A study published in Public Health Reports has revealed new information regarding drug use and fatal car crashes. The study found that drivers involved in vehicle crashes are more often testing positive for prescription drugs, cannabis, or multiple drugs, and are more often over the age of 50.
The study analyzed common characteristics of U.S. drivers who were involved in fatal vehicle crashes and tested positive for drugs.

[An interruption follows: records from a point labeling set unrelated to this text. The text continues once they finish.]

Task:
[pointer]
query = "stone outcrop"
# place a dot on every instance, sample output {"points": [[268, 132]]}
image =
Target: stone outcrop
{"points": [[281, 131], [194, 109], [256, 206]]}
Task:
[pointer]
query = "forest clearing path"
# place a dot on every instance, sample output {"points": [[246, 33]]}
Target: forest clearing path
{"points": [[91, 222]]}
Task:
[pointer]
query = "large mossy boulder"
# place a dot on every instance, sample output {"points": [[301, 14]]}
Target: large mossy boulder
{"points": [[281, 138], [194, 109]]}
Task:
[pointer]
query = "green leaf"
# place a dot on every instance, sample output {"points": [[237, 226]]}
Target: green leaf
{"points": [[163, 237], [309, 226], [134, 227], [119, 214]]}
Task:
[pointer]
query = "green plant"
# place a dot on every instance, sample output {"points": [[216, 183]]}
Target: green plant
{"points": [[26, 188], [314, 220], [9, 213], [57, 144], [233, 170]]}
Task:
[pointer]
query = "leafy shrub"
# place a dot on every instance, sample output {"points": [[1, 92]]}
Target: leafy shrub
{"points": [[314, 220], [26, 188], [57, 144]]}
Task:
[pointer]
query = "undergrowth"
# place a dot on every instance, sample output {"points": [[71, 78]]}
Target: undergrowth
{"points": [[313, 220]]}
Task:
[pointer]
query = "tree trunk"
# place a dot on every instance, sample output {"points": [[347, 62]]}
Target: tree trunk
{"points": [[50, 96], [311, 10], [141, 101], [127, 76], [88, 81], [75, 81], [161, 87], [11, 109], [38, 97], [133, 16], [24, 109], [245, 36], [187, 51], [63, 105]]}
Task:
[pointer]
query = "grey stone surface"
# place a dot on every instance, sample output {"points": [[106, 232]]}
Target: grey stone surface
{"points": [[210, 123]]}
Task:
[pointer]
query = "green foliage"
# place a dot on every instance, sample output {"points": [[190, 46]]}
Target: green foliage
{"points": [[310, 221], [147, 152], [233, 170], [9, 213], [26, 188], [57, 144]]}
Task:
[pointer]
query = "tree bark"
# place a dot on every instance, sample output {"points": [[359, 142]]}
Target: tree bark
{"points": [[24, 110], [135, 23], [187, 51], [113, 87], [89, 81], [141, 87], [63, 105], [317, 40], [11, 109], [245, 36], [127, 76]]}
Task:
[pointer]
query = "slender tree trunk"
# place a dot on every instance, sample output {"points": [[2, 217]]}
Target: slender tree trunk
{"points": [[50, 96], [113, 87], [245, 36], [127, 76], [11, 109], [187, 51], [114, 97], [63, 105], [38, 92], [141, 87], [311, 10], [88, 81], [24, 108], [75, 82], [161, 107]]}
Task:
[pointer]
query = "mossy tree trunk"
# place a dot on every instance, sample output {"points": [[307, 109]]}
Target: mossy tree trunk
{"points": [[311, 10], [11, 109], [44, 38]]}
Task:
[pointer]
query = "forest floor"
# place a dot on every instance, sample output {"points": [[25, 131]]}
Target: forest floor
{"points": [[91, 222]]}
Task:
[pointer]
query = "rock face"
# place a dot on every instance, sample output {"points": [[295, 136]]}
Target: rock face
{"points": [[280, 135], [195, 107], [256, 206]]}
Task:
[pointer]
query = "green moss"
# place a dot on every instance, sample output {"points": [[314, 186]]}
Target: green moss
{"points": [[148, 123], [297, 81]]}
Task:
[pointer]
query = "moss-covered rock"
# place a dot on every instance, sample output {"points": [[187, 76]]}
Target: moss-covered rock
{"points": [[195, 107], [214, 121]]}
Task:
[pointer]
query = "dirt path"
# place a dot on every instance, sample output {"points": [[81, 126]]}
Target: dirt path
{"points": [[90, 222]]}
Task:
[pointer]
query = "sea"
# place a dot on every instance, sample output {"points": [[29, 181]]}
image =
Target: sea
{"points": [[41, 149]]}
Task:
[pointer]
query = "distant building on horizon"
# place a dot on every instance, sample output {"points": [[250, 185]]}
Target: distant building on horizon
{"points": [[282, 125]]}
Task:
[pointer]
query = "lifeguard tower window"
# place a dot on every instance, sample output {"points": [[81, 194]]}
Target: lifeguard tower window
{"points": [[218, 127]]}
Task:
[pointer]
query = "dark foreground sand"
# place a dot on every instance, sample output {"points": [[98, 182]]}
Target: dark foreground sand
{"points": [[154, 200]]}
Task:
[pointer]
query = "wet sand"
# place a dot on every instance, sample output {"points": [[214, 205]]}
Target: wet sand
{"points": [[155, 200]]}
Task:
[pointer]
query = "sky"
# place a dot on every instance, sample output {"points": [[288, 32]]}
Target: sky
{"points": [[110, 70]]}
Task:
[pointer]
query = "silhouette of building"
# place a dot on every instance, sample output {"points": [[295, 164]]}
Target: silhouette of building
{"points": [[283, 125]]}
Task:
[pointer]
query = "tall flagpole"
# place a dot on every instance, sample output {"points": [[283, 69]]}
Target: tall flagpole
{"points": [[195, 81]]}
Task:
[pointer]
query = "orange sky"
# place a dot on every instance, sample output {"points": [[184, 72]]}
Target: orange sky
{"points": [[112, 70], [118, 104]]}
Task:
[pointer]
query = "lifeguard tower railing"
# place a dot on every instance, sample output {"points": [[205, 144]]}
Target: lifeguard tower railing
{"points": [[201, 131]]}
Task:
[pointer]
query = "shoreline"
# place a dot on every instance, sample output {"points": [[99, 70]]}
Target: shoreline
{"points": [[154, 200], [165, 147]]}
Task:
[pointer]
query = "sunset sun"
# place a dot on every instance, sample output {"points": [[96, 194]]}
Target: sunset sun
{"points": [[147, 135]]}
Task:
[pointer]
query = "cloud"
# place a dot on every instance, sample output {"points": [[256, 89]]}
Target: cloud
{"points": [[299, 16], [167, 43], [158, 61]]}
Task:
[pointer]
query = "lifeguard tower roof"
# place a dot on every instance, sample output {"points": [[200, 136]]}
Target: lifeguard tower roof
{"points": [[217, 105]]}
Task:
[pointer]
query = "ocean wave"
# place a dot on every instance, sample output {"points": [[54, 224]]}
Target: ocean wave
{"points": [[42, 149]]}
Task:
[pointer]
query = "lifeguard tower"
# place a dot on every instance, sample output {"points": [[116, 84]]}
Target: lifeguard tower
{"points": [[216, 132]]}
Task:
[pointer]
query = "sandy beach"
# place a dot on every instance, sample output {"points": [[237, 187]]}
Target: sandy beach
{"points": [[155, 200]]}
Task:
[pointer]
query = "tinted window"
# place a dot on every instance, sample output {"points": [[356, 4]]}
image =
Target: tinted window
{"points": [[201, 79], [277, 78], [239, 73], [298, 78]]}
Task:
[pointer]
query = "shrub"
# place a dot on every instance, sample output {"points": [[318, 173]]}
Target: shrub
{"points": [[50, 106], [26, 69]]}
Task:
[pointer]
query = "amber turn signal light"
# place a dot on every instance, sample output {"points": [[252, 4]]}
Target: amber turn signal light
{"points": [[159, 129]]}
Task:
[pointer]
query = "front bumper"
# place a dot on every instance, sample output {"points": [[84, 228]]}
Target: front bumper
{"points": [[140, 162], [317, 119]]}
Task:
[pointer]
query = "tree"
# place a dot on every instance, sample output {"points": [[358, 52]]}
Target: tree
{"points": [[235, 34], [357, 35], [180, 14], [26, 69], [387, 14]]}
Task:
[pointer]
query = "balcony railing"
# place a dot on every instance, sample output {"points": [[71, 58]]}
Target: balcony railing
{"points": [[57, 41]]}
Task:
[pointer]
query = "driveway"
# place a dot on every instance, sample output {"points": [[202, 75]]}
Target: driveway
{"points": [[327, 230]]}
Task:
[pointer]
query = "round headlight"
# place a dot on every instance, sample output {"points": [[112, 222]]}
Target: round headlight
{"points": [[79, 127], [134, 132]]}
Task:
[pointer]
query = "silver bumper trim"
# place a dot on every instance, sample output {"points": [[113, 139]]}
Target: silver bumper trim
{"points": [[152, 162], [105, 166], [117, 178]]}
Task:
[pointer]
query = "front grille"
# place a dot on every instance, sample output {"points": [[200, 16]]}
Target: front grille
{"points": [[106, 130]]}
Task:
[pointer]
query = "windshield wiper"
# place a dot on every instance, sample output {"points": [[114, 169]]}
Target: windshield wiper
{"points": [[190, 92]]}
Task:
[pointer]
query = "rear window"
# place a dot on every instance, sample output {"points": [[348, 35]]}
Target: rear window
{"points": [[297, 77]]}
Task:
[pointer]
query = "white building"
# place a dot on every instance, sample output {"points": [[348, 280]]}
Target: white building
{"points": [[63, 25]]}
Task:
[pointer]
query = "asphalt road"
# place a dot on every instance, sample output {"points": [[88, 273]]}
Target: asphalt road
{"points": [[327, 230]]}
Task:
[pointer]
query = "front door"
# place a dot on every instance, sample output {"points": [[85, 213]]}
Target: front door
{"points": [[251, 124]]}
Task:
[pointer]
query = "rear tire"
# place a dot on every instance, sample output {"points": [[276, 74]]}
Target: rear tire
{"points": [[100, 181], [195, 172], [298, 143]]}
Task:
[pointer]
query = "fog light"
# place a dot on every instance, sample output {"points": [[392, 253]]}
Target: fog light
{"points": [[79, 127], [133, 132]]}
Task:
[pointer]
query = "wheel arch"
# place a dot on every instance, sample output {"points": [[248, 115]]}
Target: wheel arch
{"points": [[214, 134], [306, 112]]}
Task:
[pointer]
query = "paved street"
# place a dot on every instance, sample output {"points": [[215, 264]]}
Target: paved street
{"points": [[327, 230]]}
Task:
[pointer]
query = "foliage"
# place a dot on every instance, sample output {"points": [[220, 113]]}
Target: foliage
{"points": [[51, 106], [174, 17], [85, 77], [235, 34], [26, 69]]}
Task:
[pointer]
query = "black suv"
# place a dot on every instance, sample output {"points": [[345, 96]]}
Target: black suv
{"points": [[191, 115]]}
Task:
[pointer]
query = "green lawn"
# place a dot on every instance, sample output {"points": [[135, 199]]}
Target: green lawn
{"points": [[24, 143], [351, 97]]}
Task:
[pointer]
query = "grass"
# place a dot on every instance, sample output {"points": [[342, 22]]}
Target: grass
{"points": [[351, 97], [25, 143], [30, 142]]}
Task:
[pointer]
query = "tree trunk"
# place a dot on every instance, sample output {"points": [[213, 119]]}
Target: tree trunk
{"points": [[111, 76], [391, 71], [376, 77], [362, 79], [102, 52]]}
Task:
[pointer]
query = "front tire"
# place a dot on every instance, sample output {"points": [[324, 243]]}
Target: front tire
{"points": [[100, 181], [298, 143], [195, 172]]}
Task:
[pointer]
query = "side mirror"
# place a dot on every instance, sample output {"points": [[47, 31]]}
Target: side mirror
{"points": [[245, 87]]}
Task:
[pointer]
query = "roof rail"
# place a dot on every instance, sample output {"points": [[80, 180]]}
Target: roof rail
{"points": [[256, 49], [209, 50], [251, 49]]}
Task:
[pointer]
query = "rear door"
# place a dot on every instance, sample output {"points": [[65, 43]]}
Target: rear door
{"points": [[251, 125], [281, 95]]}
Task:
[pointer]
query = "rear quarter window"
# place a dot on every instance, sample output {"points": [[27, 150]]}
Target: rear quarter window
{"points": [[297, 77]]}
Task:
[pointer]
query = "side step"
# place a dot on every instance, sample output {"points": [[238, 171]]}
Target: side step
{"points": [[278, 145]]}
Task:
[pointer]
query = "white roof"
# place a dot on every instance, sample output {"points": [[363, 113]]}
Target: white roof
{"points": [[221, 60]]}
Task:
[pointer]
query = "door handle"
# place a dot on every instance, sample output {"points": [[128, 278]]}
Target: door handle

The data used was from car crashes between 1993 and 2010. The research, which was funded by the Public Health Law Research program of the Robert Wood Johnson Foundation, sought to analyze the relationship between state laws and the frequency of alcohol and drug use when involved with a fatal car crash.
Study author Fernando Wilson, PhD, notes that the study found a significant change in trends in the car crash data.“While we’ve seen a decrease over the years in motor vehicle fatalities involving people under the influence, the nature of those crashes is changing,” said Wilson, who is an associate professor at the University of Nebraska Medical Center.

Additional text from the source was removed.